As refugees from war-torn regions seek safety in Lviv, a new school is being 3D-printed using a robotic innovation that has been developed in response to the threat of shelling
As shelling and gunfire continue to obliterate lives and buildings across Ukraine, thousands of internally displaced people from towns and villages have made their way to cities in the hope of finding shelter and safety.
With the population of Lviv in western Ukraine estimated to be around a third larger than it was before Russia’s invasion, a small construction team is working to rapidly 3D print a new school building to accommodate the influx of children from elsewhere in the country.
The hybrid building will expand the capacity of ‘School 23’ in Lviv, which teaches around 1,200 pupils, up from around 800 before the war began.
Designed by Kyiv-based architect Balbek Bureau, it will measure 506m2, with the 3D printed section around 300m2 in size.
Printing is being carried out in two sections by a BOD 2 robot. Printing began in mid-May and is expected to be completed around the time of publication, with the finished building handed over at the start of 2024.
‘The building is so large we're printing it in two parts,’ explains Mikkel Brich, CEO of 3DCP. ‘We print one section, then move the robot [which measures 15m long by 12m wide] and print the second. Each section contains two classrooms and the second section is now under way.’
The walls are extruded from the print head in layers onto a pre-existing foundation, with MEP services installed as the structure rises.

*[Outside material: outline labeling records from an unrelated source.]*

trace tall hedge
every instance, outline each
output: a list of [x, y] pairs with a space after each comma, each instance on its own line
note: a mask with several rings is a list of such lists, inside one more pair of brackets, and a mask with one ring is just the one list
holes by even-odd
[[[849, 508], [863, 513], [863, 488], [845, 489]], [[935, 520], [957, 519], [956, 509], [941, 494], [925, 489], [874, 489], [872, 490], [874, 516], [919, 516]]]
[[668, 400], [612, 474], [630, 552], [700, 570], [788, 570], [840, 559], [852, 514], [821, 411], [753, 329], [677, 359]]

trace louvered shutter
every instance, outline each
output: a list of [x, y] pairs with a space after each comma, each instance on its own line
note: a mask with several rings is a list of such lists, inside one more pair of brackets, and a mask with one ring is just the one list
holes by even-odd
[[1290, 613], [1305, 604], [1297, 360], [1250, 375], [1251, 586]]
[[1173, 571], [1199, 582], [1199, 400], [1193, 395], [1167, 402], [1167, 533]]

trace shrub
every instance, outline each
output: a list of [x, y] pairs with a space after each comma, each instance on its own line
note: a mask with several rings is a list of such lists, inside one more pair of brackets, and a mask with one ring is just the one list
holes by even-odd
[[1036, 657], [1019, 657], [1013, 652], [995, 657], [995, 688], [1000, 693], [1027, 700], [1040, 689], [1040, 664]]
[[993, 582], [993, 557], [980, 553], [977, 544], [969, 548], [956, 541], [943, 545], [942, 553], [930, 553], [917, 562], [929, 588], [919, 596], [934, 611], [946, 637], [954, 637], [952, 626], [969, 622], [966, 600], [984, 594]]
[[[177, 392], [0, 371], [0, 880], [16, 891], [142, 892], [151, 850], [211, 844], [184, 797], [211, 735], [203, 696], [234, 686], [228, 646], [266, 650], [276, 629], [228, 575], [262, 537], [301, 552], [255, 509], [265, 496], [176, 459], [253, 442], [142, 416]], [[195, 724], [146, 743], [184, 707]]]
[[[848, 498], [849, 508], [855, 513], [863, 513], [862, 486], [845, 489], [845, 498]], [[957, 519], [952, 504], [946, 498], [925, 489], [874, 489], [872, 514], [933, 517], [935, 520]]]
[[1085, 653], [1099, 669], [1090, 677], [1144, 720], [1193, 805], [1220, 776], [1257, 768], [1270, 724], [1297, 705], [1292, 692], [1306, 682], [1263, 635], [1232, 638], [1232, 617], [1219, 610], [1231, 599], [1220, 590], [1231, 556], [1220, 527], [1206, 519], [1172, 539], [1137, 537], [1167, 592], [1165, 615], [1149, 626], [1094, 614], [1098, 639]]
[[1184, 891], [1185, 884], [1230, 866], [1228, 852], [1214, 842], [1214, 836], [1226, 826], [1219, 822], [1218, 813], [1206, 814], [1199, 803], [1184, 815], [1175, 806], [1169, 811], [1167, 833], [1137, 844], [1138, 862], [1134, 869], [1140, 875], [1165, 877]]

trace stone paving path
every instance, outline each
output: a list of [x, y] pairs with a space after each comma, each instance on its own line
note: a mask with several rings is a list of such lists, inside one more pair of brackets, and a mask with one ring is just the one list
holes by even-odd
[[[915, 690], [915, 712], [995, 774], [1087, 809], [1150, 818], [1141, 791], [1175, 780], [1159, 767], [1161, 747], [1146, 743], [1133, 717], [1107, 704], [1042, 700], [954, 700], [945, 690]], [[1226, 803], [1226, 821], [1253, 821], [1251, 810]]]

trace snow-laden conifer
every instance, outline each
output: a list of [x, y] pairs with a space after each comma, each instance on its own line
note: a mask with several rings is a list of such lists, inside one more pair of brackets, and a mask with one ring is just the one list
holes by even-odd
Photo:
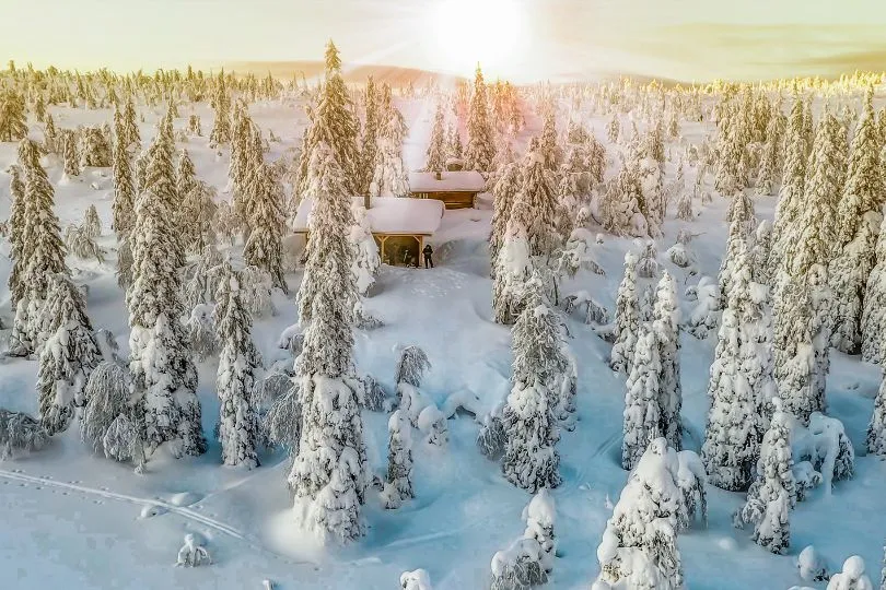
[[252, 318], [243, 305], [242, 276], [225, 262], [215, 294], [215, 333], [221, 344], [215, 388], [221, 400], [219, 440], [225, 465], [258, 467], [258, 416], [253, 405], [261, 358], [252, 340]]
[[876, 245], [883, 215], [867, 211], [858, 223], [855, 235], [828, 268], [830, 283], [830, 345], [847, 354], [858, 354], [862, 345], [862, 312], [867, 279], [876, 264]]
[[782, 554], [791, 544], [790, 512], [794, 497], [791, 471], [791, 428], [779, 400], [762, 439], [757, 479], [747, 502], [735, 515], [736, 526], [754, 524], [754, 541], [772, 553]]
[[[677, 548], [683, 492], [679, 459], [664, 438], [652, 440], [628, 476], [597, 547], [601, 574], [593, 587], [679, 590]], [[621, 586], [619, 586], [621, 585]]]
[[308, 326], [295, 364], [302, 429], [289, 485], [298, 526], [323, 540], [348, 542], [362, 534], [360, 506], [366, 487], [362, 382], [352, 361], [352, 220], [349, 191], [333, 152], [320, 144], [316, 160], [325, 174], [314, 182], [305, 279], [299, 292], [300, 319]]
[[512, 389], [504, 408], [508, 433], [502, 471], [512, 484], [528, 492], [560, 484], [556, 415], [559, 385], [556, 356], [560, 324], [545, 303], [544, 285], [533, 275], [525, 307], [513, 328]]
[[625, 278], [616, 295], [615, 344], [609, 357], [613, 370], [630, 374], [640, 338], [640, 296], [637, 291], [637, 255], [625, 255]]
[[680, 385], [680, 310], [677, 284], [665, 271], [655, 295], [655, 319], [652, 331], [658, 345], [658, 432], [675, 449], [683, 448], [683, 387]]
[[403, 412], [396, 410], [387, 423], [387, 476], [382, 491], [385, 508], [399, 508], [415, 497], [412, 492], [411, 425]]
[[766, 287], [751, 282], [741, 240], [711, 365], [711, 406], [701, 447], [710, 482], [723, 489], [746, 489], [759, 455], [761, 406], [771, 397], [767, 314]]
[[39, 321], [43, 349], [37, 374], [40, 423], [49, 434], [68, 427], [101, 361], [85, 307], [83, 295], [67, 275], [50, 279]]
[[489, 120], [487, 86], [479, 64], [474, 75], [474, 94], [467, 120], [468, 144], [465, 150], [465, 167], [481, 173], [491, 172], [496, 157], [496, 138]]

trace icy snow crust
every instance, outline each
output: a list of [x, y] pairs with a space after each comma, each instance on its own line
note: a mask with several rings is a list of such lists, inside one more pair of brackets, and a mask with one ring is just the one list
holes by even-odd
[[[404, 111], [410, 137], [405, 146], [406, 165], [423, 165], [431, 121], [423, 101], [396, 99]], [[879, 105], [875, 105], [877, 108]], [[109, 110], [50, 107], [57, 127], [95, 125], [110, 120]], [[143, 145], [155, 131], [163, 108], [139, 107], [145, 122], [140, 131]], [[179, 107], [186, 125], [190, 105]], [[194, 108], [203, 122], [205, 133], [212, 113], [206, 104]], [[283, 150], [299, 145], [305, 116], [298, 104], [250, 106], [253, 119], [265, 133], [270, 128], [282, 139], [271, 143], [268, 161]], [[526, 113], [527, 129], [518, 138], [520, 150], [541, 121]], [[606, 141], [606, 118], [593, 118], [590, 126], [597, 139]], [[33, 118], [32, 137], [38, 138]], [[629, 125], [626, 122], [626, 128]], [[712, 132], [710, 123], [684, 122], [683, 133], [699, 143]], [[463, 130], [464, 133], [464, 130]], [[198, 176], [220, 190], [228, 184], [229, 150], [222, 157], [207, 146], [207, 138], [191, 138], [187, 148]], [[615, 149], [607, 144], [607, 150]], [[9, 213], [9, 175], [15, 145], [0, 143], [0, 217]], [[79, 177], [59, 186], [60, 163], [44, 158], [56, 186], [56, 210], [62, 227], [79, 222], [90, 204], [95, 204], [103, 227], [110, 222], [113, 186], [109, 169], [86, 168]], [[609, 166], [607, 177], [615, 172]], [[697, 168], [686, 167], [687, 186]], [[676, 174], [676, 163], [666, 165], [667, 184]], [[95, 184], [97, 189], [91, 188]], [[413, 186], [415, 189], [415, 186]], [[711, 190], [706, 187], [706, 190]], [[756, 214], [771, 219], [774, 198], [755, 198]], [[433, 206], [433, 201], [423, 204]], [[698, 253], [699, 276], [716, 276], [725, 248], [725, 213], [728, 202], [714, 196], [700, 208], [690, 224], [668, 216], [665, 237], [657, 240], [660, 252], [674, 244], [677, 231], [690, 225], [692, 249]], [[696, 206], [700, 206], [696, 202]], [[442, 212], [442, 211], [441, 211]], [[672, 212], [673, 215], [673, 212]], [[394, 370], [399, 345], [424, 349], [433, 368], [422, 381], [421, 391], [430, 401], [445, 408], [454, 392], [476, 394], [474, 404], [489, 412], [510, 391], [510, 333], [490, 321], [492, 315], [486, 239], [490, 211], [447, 212], [433, 238], [438, 268], [432, 271], [383, 267], [377, 295], [366, 299], [369, 311], [385, 327], [355, 334], [355, 362], [361, 374], [372, 374], [388, 391], [394, 391]], [[438, 219], [438, 222], [440, 220]], [[596, 232], [596, 229], [595, 229]], [[563, 282], [561, 293], [586, 291], [611, 311], [622, 276], [625, 252], [631, 240], [604, 235], [596, 246], [596, 260], [606, 275], [581, 271]], [[116, 249], [113, 237], [98, 238], [102, 247]], [[240, 255], [241, 247], [234, 248]], [[2, 253], [8, 244], [2, 243]], [[88, 310], [96, 329], [114, 332], [120, 354], [128, 354], [127, 314], [121, 291], [114, 276], [116, 252], [104, 263], [69, 258], [78, 284], [88, 284]], [[666, 256], [660, 263], [673, 273], [684, 317], [696, 304], [683, 296], [686, 271]], [[0, 257], [0, 312], [9, 315], [5, 290], [9, 261]], [[300, 272], [288, 274], [294, 293]], [[639, 280], [644, 288], [645, 280]], [[279, 292], [273, 296], [276, 317], [256, 319], [253, 335], [270, 364], [288, 354], [277, 347], [279, 334], [295, 321], [292, 299]], [[547, 588], [587, 589], [597, 577], [596, 548], [611, 503], [621, 493], [627, 472], [620, 467], [621, 414], [625, 376], [606, 365], [610, 344], [599, 339], [583, 318], [568, 316], [573, 338], [569, 341], [579, 363], [579, 391], [575, 398], [579, 422], [571, 433], [562, 433], [558, 449], [563, 484], [552, 492], [557, 503], [557, 546], [552, 581]], [[9, 319], [9, 318], [7, 318]], [[689, 449], [698, 450], [703, 438], [708, 401], [706, 389], [715, 345], [715, 330], [707, 340], [681, 335], [684, 436]], [[873, 398], [879, 384], [876, 367], [858, 357], [831, 354], [828, 378], [828, 412], [840, 420], [856, 449], [864, 448], [864, 434]], [[199, 390], [203, 429], [211, 435], [219, 414], [214, 390], [215, 359], [199, 364]], [[0, 364], [0, 406], [36, 413], [34, 389], [37, 363], [10, 359]], [[471, 409], [474, 410], [474, 409]], [[364, 412], [364, 437], [369, 461], [381, 473], [387, 461], [388, 414]], [[478, 416], [478, 420], [481, 416]], [[447, 421], [447, 446], [432, 447], [413, 433], [413, 485], [416, 498], [397, 510], [385, 510], [377, 494], [368, 495], [363, 516], [366, 536], [346, 550], [318, 550], [294, 530], [292, 503], [285, 486], [287, 458], [263, 455], [261, 467], [249, 472], [221, 467], [220, 447], [210, 440], [209, 451], [197, 459], [174, 460], [155, 456], [144, 475], [135, 475], [131, 465], [93, 456], [80, 441], [74, 424], [54, 438], [44, 450], [0, 463], [0, 588], [37, 590], [65, 588], [85, 590], [168, 590], [170, 588], [243, 590], [261, 588], [268, 579], [278, 590], [390, 589], [397, 588], [404, 571], [425, 569], [435, 590], [476, 590], [489, 583], [489, 564], [496, 552], [523, 534], [521, 519], [531, 497], [508, 484], [497, 464], [478, 451], [475, 438], [479, 424], [464, 413]], [[852, 480], [835, 482], [812, 491], [806, 502], [791, 514], [792, 546], [784, 556], [773, 556], [750, 540], [748, 531], [732, 527], [732, 514], [744, 502], [743, 494], [709, 487], [710, 527], [693, 528], [678, 536], [686, 586], [691, 590], [788, 589], [808, 585], [824, 590], [824, 582], [804, 582], [796, 570], [800, 551], [815, 545], [830, 564], [842, 564], [851, 555], [861, 556], [868, 573], [878, 571], [886, 514], [886, 462], [859, 457]], [[182, 496], [187, 494], [187, 496]], [[187, 503], [183, 503], [186, 498]], [[174, 567], [185, 534], [199, 534], [212, 555], [212, 565], [198, 568]]]

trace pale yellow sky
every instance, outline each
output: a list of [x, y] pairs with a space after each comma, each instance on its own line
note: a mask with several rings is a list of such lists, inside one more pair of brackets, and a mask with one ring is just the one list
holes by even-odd
[[[521, 82], [615, 72], [709, 80], [886, 69], [886, 0], [3, 4], [10, 5], [0, 21], [0, 58], [38, 67], [130, 70], [320, 59], [331, 37], [346, 61], [464, 74], [480, 59], [490, 74]], [[496, 16], [503, 11], [506, 17]], [[505, 47], [505, 55], [496, 47]]]

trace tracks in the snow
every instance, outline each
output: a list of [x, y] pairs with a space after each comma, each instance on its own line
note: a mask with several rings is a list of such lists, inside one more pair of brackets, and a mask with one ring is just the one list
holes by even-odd
[[[68, 483], [68, 482], [59, 482], [59, 481], [56, 481], [56, 480], [50, 480], [48, 477], [37, 477], [35, 475], [27, 475], [27, 474], [25, 474], [25, 473], [23, 473], [21, 471], [7, 471], [7, 470], [0, 469], [0, 479], [10, 480], [10, 481], [19, 482], [19, 483], [22, 483], [22, 484], [30, 484], [30, 485], [39, 486], [39, 487], [55, 487], [55, 488], [59, 488], [59, 489], [66, 489], [68, 492], [75, 492], [75, 493], [79, 493], [79, 494], [84, 494], [86, 496], [98, 496], [98, 497], [102, 497], [102, 498], [117, 500], [117, 502], [124, 502], [124, 503], [128, 503], [128, 504], [135, 504], [135, 505], [138, 505], [138, 506], [152, 506], [152, 507], [161, 508], [165, 512], [171, 512], [171, 514], [174, 514], [174, 515], [178, 515], [178, 516], [180, 516], [182, 518], [184, 518], [186, 520], [190, 520], [191, 522], [202, 524], [203, 527], [207, 527], [209, 529], [212, 529], [214, 531], [223, 533], [223, 534], [225, 534], [228, 536], [236, 539], [237, 541], [241, 541], [241, 542], [247, 544], [249, 547], [252, 547], [255, 551], [257, 551], [259, 553], [263, 553], [265, 555], [276, 557], [277, 559], [281, 559], [281, 560], [283, 560], [285, 563], [293, 564], [293, 565], [307, 563], [307, 562], [295, 562], [295, 560], [289, 559], [288, 557], [284, 557], [284, 556], [282, 556], [280, 554], [278, 554], [278, 553], [275, 553], [275, 552], [268, 550], [267, 547], [265, 547], [264, 545], [261, 545], [260, 543], [258, 543], [257, 541], [255, 541], [254, 539], [250, 539], [249, 536], [247, 536], [243, 531], [241, 531], [241, 530], [238, 530], [238, 529], [236, 529], [234, 527], [231, 527], [230, 524], [228, 524], [225, 522], [222, 522], [222, 521], [217, 520], [214, 518], [210, 518], [210, 517], [207, 517], [205, 515], [201, 515], [200, 512], [198, 512], [196, 510], [193, 510], [190, 508], [187, 508], [187, 507], [184, 507], [184, 506], [175, 506], [174, 504], [171, 504], [168, 502], [164, 502], [164, 500], [161, 500], [161, 499], [142, 498], [142, 497], [138, 497], [138, 496], [129, 496], [129, 495], [126, 495], [126, 494], [117, 494], [116, 492], [110, 492], [109, 489], [96, 489], [94, 487], [88, 487], [88, 486], [83, 486], [83, 485], [79, 485], [79, 484], [74, 484], [74, 483]], [[206, 498], [203, 498], [203, 499], [206, 499]]]

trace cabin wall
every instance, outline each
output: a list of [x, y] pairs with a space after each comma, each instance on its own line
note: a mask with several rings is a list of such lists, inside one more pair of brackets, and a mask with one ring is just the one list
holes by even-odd
[[434, 199], [443, 201], [446, 209], [470, 209], [474, 206], [476, 192], [417, 192], [419, 199]]

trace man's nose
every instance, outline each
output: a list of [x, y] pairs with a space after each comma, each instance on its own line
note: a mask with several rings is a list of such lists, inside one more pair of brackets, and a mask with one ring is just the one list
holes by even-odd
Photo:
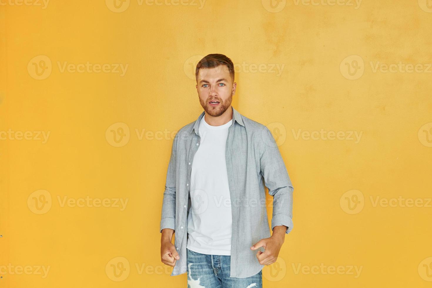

The threat of shelling on the site led to the development of an innovation in the way additives are mixed into the concrete. They would normally be added to the concrete mix in the batching plant, but in the event of an air raid alarm and workers having to wait in a shelter for several hours, this approach would cause the mix to harden in equipment causing serious damage.
‘When we return, our mixer, our pump and our hose would be destroyed, costing over £100,000 – so we had to figure out a way to dose the additives at a later stage to prevent harm to our equipment,’ says Brich.
The solution was to mount the additive dosing system directly in the print head and inject the additives just before the concrete is extruded. This innovation is likely to become a regular feature on future projects, says Brich: ‘If something goes wrong with the mixer, the pump, or the power, it's no longer race against time to get the system flushed out because accelerator is in the system. Dosing at the printhead means we only have normal concrete in the rest of the system.’
In terms of speed of construction, operating the printer requires only three people. Using the number of workers that would be needed to build in bricks and mortar, ‘we could probably build about four or five schools before they built even one,’ says Brich.
Furthermore, the curved architecture of the building would take more time to deliver by hand in brick and add considerably to the cost, he adds: ‘As rule of thumb in architecture, if a straight wall costs 1x, a curved wall costs 2x and spherical wall costs 10x, but using a 3D printer everything costs 1x, which opens the door to really exciting architecture.’
The logistics of operating in a country that is effectively under martial law added complexity to the project and meant ‘jumping through some loopholes’ to get money, crew and equipment in and out of the country.
Three trucks transported the 3D printer from Denmark to Ukraine. ‘Team4UA managed to get our trucks across the border in one day with a police escort where previously we were told that it could take up to two weeks,’ says Brich. ‘I don't know how they pulled that off but they did,’ he concludes.